The GNU Awk User's Guide - Extract Program

Go to the first, previous, next, last section, table of contents.

Extracting Programs from Texinfo Source Files

Both this chapter and the previous chapter (section A Library of awk Functions), present a large number of awk programs. If you wish to experiment with these programs, it is tedious to have to type them in by hand. Here we present a program that can extract parts of a Texinfo input file into separate files.

This book is written in Texinfo, the GNU project's document formatting language. A single Texinfo source file can be used to produce both printed and on-line documentation. Texinfo is fully documented in Texinfo--The GNU Documentation Format, available from the Free Software Foundation.

For our purposes, it is enough to know three things about Texinfo input files.

The "at" symbol, `@', is special in Texinfo, much like `\' in C or awk. Literal `@' symbols are represented in Texinfo source files as `@@'.
Comments start with either `@c' or `@comment'. The file extraction program will work by using special comments that start at the beginning of a line.
Example text that should not be split across a page boundary is bracketed between lines containing `@group' and `@end group' commands.
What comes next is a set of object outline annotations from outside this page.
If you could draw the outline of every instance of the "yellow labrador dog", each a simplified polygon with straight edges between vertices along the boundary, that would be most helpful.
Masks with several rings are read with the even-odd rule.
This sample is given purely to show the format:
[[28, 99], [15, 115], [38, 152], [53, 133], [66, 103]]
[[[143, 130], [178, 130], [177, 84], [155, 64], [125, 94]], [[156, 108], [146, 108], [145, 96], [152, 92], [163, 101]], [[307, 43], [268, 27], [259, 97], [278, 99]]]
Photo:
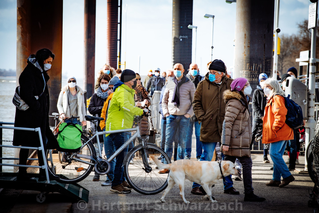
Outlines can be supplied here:
[[202, 185], [206, 194], [202, 197], [202, 199], [208, 198], [212, 203], [217, 203], [211, 197], [211, 186], [218, 182], [222, 177], [222, 172], [224, 176], [230, 174], [238, 175], [238, 171], [235, 168], [235, 164], [229, 161], [221, 162], [219, 167], [217, 161], [197, 161], [191, 160], [179, 160], [170, 164], [164, 164], [153, 156], [150, 157], [160, 169], [170, 170], [167, 180], [167, 188], [160, 199], [165, 202], [165, 196], [175, 184], [180, 188], [180, 195], [185, 203], [190, 203], [185, 199], [184, 195], [184, 185], [185, 179], [195, 182]]

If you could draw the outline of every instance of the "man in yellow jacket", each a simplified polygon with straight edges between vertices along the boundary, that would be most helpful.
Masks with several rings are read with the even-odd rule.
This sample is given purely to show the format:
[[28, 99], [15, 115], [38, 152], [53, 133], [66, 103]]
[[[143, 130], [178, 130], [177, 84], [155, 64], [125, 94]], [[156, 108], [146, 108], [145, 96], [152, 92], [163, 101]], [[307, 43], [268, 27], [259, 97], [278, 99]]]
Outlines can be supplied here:
[[[130, 70], [122, 72], [121, 80], [114, 85], [114, 93], [110, 103], [108, 114], [105, 122], [107, 131], [131, 128], [134, 117], [142, 115], [143, 110], [135, 106], [134, 89], [136, 86], [135, 73]], [[128, 139], [130, 133], [125, 132], [110, 134], [115, 150], [119, 149]], [[131, 192], [131, 187], [124, 180], [124, 169], [122, 167], [124, 157], [128, 151], [127, 147], [116, 156], [114, 168], [114, 178], [110, 190], [115, 193]]]

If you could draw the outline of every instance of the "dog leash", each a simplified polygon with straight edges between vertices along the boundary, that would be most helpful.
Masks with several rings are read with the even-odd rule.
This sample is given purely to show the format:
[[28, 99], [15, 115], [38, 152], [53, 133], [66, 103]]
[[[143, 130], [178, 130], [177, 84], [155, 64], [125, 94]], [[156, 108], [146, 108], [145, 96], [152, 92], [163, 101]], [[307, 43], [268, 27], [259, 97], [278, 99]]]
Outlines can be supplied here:
[[224, 174], [223, 174], [223, 172], [221, 171], [221, 159], [220, 159], [220, 161], [219, 162], [219, 169], [220, 170], [220, 173], [221, 173], [221, 177], [223, 178], [223, 181], [224, 183], [226, 183], [227, 182], [227, 181], [225, 179], [225, 177], [224, 176]]

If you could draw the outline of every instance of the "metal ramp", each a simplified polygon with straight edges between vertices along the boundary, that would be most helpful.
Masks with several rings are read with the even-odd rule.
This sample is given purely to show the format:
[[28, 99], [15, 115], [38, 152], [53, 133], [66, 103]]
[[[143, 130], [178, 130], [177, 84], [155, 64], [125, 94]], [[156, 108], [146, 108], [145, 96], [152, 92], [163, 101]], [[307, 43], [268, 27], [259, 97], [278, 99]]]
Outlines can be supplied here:
[[58, 192], [66, 197], [78, 201], [89, 201], [90, 191], [76, 183], [65, 184], [51, 180], [38, 182], [39, 174], [28, 173], [34, 181], [18, 181], [18, 173], [0, 172], [0, 188], [14, 189], [39, 191], [41, 193], [36, 197], [37, 201], [40, 203], [45, 200], [45, 195], [50, 192]]

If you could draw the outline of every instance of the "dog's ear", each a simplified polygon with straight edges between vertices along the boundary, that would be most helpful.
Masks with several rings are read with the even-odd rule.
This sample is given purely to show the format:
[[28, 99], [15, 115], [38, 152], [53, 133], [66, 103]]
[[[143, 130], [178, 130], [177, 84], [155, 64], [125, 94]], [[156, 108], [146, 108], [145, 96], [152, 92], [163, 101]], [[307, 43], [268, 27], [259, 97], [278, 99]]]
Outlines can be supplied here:
[[229, 163], [225, 163], [223, 165], [223, 168], [224, 169], [224, 171], [227, 171], [229, 167]]

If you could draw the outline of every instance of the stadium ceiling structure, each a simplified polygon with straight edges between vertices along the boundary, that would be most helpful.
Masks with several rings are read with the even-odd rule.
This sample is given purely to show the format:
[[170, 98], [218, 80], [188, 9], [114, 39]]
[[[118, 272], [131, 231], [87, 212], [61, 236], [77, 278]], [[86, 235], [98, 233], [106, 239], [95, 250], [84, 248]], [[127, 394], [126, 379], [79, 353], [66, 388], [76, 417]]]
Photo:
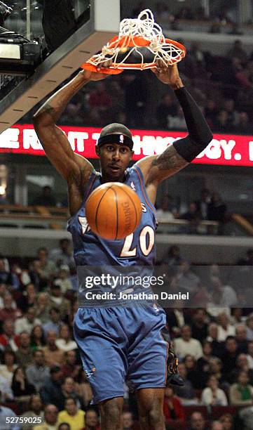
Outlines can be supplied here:
[[118, 33], [120, 0], [91, 0], [90, 18], [1, 100], [0, 133], [67, 79]]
The following program, `extract.awk', reads through a Texinfo source file, and does two things, based on the special comments. Upon seeing `@c system ...', it runs a command, by extracting the command text from the control line and passing it on to the system function (see section Built-in Functions for Input/Output). Upon seeing `@c file filename', each subsequent line is sent to the file filename, until `@c endfile' is encountered. The rules in `extract.awk' will match either `@c' or `@comment' by letting the `omment' part be optional. Lines containing `@group' and `@end group' are simply removed. `extract.awk' uses the join library function (see section Merging an Array Into a String).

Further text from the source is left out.